Namun, baru saja Yuri menutup matanya ia mendengar suara keras yang berasal dari kamar di sebelahnya yaitu kamar nomor tiga belas. Yuri berdiri dan merasa penasaran dengan apa yang terjadi.
"Dari kamar nomor tiga belas? Bocah itu melakukan apalagi sampai menimbulkan bunyi keras seperti itu?" tanya Yuri yang merasa heran mengapa Lolita bisa ia ajak ke asrama ini karena bocah perempuan itu hanya bisa rusuh di asrama tersebut.
Bahkan Yuri yakin bahwa Lolita selalu menyusahkan semua keluarganya sampai ia dikirim ke asrama agar keluarganya bisa lebih waras karena Lolita sudah tak ada lagi di rumah mereka.

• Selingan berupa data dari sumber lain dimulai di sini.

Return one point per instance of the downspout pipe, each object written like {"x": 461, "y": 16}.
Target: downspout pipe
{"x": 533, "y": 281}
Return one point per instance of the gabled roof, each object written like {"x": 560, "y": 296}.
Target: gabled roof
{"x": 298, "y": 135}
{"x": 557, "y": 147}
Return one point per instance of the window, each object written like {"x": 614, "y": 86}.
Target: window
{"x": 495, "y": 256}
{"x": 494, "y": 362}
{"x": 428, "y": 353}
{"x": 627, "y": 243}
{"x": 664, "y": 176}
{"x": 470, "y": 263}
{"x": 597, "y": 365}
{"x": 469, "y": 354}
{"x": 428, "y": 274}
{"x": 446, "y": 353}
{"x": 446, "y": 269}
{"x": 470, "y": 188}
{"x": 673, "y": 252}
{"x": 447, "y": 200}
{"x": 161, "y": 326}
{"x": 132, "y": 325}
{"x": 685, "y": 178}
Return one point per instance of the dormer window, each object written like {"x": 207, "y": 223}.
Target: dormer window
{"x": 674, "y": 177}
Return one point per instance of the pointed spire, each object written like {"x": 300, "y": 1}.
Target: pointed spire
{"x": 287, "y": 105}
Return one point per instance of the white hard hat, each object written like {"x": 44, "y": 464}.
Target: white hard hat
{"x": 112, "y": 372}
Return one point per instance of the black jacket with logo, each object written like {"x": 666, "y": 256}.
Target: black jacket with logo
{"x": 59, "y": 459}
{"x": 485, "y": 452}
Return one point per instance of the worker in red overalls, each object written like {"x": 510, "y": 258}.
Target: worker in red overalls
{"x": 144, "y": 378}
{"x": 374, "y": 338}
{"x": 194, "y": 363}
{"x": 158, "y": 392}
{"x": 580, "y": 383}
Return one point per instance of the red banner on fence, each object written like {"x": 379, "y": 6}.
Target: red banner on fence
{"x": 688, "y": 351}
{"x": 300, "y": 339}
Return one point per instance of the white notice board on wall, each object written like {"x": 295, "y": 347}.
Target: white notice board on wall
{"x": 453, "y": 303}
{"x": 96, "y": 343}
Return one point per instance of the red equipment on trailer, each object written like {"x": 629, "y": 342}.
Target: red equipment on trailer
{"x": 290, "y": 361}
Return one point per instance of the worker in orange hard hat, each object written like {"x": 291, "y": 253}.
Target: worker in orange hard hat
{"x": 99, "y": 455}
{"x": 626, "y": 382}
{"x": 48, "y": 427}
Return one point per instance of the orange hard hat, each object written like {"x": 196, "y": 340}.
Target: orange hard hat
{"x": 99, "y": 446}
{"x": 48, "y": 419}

Dengan langkah pelan, Yuri menyusuri lorong asrama yang sudah gelap. Sudah lumayan larut dan di asrama tidak memperbolehkan anak-anak tidur di atas pukul sembilan. Profesor PIlius akan mengamuk jika mereka tidak menaati peraturan tersebut.
Yuri merasa takut juga karena jika ia ketahuan oleh Profesor Pilius sudah pasti ia akan dihukum keluar di jam malam seperti ini apalagi keluar tanpa alasan.
Bocah laki-laki itu mengendap-endap sampai ke depan pintu kamar nomor tiga belas alias kamar di mana Lolita berada.